Das "Azure Window" von Malta ist Vergangenheit - auf Acaill dagegen kam ein Strand zurück.

(Foto: zlikovec/Fotolia; Bearbeitung SZ(l); Reuters)

Ein Wahrzeichen stürzt ins Meer, anderswo taucht ein Strand unverhofft wieder auf: Sehenswürdigkeiten sind auch eine Frage des Timings. Wo Reisende gerade tapfer sein müssen - und wo das Warten ein Ende hat.

Von Irene Helmes

Wer rechnet auch mit so etwas. Ein Sandstrand, der vor Jahrzehnten vom Meer fortgeschwemmt wurde, ist eines Tages plötzlich wieder da. Umgekehrt steht seit Menschengedenken ein Wahrzeichen in der Landschaft, verziert Postkarten und Kühlschrankmagneten - und dann ist es einfach weg.

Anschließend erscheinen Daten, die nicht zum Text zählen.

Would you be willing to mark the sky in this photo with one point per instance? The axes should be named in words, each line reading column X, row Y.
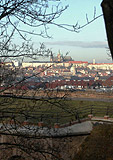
column 90, row 43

Beides so geschehen in diesem Frühling in Irland beziehungsweise Malta.

Auf der westirischen Insel Acaill hatten viele längst vergessen, dass bis zu einem verheerenden Sturm 1984 ein langer Sandstrand den Ort Dooagh schmückte. 2017 nun warf an Ostern eine Flutwelle so viel Sand zurück auf die nackten Felsen, dass sich Einwohner und Gäste seither über einen neuen und doch altbekannten Anblick freuen können. Auf der maltesischen Insel Gozo wiederum riss im März ein Unwetter das "Azure Window" unwiederbringlich in die Fluten. Dieses war spätestens als Kulisse von Game of Thrones weltberühmt. Übrig bleibt eine wunderschöne, aber ohne sein Vorzeige-Naturwunder plötzlich recht normale Felsküste.

Solche Streiche der Natur sind selten - regelmäßig überrascht werden Reisende trotzdem. Wenn an Ort und Stelle einiges anders aussieht als auf Fotos, dann meist aus ganz banalen Gründen. Dann verdeckt eine Bauplane die berühmte Kirche, ein Gerüst ruiniert das erhoffte Panorama oder schon die Zufahrt zum Gelände ist weiträumig abgesperrt.

Umgekehrt wird nach Restaurierungen und Neubauten eröffnet, was das Zeug hält. Vollständig den Überblick zu behalten ist unmöglich - hier wenigstens eine kleine Auswahl:

Geduld bitte: Ausgeknipst, zugedeckt, verschlossen

London etwa knipst am Piccadilly Circus bis Ende 2017 die berühmte Leuchtreklame aus. Nach mehr als 100 Jahren der überdimensionalen Werbung wurde es Zeit für Erneuerungsarbeiten. Erstmals seit dem Zweiten Weltkrieg, so betonte die BBC, gehen damit an dem Platz für längere Zeit die bunten Lichter aus.

An Indiens legendärem Taj Mahal wird seit geraumer Zeit gearbeitet. Unter anderem stehen gigantische "Schlammpackungen" auf dem Beauty-Programm, damit das riesige Mausoleum wieder besser zur Geltung kommt. Gerüste an den Minaretten waren zuletzt deutlich zu sehen. Nach mehreren Verzögerungen soll auch die große Kuppel ab Ende 2017 ein Gerüst bekommen. Schon im Vorfeld klagten indische Medien und Reiseveranstalter über die Unannehmlichkeiten für Touristen, die dann voraussichtlich ein Jahr lang keine attraktive Kulisse für ihre Selfies vorfinden werden.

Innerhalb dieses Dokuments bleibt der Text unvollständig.